Trump is an IDIOT!!!
Trumpeting Conspiracies
It wasn't long ago that multi-millionaire real estate mogul and NBC's Celebrity Apprentice host Donald Trump considered running a somewhat credible presidential campaign. In 2000, he contemplated a third-party run as the nominee for the Reform Party, and in preparation, laid out a presidential platform that covered various issue areas, including the national deficit, Social Security, U.S. trade policy and campaign finance reform. This time around, however, Trump is taking a different tack. Ever since "The Donald" first floated the idea that he might seek the Republican Party's nomination to run against President Obama in 2012, he has dabbled in nearly every discredited far-right conspiracy theory in a transparent attempt to attract attention and appease the right-wing base.

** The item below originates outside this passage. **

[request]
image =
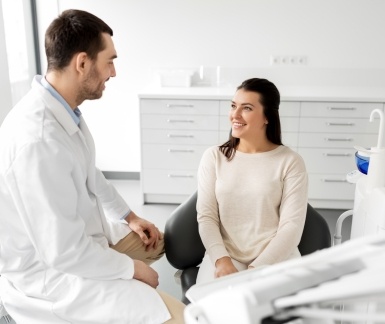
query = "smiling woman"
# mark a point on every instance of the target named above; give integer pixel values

GOING BIRTHER: Despite overwhelming proof that President Obama was born in Hawaii, it has taken Trump little more than a week to transition from having "just a little doubt" about Obama's birth certificate to becoming a full-fledged birther. After first raising the issue on his March 22 appearance on Good Morning America, Trump escalated his birther nonsense by telling the Daily Caller that he would release his own birth certificate, a clear attempt to make Obama's birth a major campaign issue. He then followed through, only to find out that it wasn't an official birth certificate. And even after conservatives like presidential candidate Tim Pawlenty denounced birtherism, Trump doubled down. He questioned the idea that Obama's parents could have taken out a newspaper ad celebrating his birth, telling Fox News' Bill O'Reilly, "Nelson Rockefeller doesn't put announcements. I've never seen one." O'Reilly admonished Trump for his birther rant, saying his own investigation found two birth notifications in Hawaii newspapers. That's when Trump officially went off the deep end, suggesting Obama's family faked the entire ordeal: "I grew up with Wall Street Geniuses. What they do in terms of fraud, and how they change documents." O'Reilly responded incredulously: "There couldn't have been a sophisticated (conspiracy). What is he, Baby Jesus?"
RIGHT WING GREATEST HITS: On O'Reilly's show, Trump chose to tout another topic popular among fringe right-wingers, transitioning his birther stance into outright Islamophobia. "There's something on that birth (certificate), maybe religion, maybe it says he's a Muslim, I don't know," Trump said. And he hardly stopped there. In an apparent effort to keep up with former pizza company official Herman Cain, the most brazenly anti-Islam candidate on the GOP side, Trump harped about the world's "Muslim problem." Surely, he had some sort of high-level intelligence alerting him to this problem, right? Not quite. "All you have to do is turn on your television," he said. "You know it, and I know it." Part of that Muslim problem, according to Trump, is the President's policy toward Libya. In an interview with Fox News' Greta Van Susteren, Trump pushed the unsubstantiated right-wing theory that Libyan rebels "are closely associated with Iran. And they're closely associated with al Qaeda." In an effort to complete his transformation into a right-wing conspiracy theorist, Trump also pushed the idea that Obama's memoir, "Dreams from My Father," was written by Bill Ayers, and that the Chinese were out to "strip (America) of everything they can strip us of." He's also anti-gay marriage, for no apparent reason. Trump: "I just don't feel good about it."
RATINGS BOON: After Trump's birther discussion with O'Reilly, former Bush strategist Karl Rove said he thought Trump's approach was "a mistake. It will marginalize him." But is it a mistake? In a GOP field that already features two fringe candidates (Cain and Minnesota Rep. Michele Bachmann) and will before long become crowded with multiple other candidates, perhaps Trump is attempting to carve out a niche among the voters on the right edge of the party. Or, perhaps, a millionaire with an instinct for exploiting interests to bolster his pocketbook (think Miss USA or "You're fired!") has figured out a way to occupy the spotlight early in the race and is using it for his own self-gain. Indeed, the ratings for Celebrity Apprentice were dismal early in the season. But with Trump making numerous appearances on both morning network and evening cable TV programs, the show's ratings have suddenly spiked. Either way, it says quite a lot about the sad state of the modern Republican Party that someone like Trump can exploit GOP voters for either electoral or personal gain by running as fast as he can to the farthest right fringe of the party.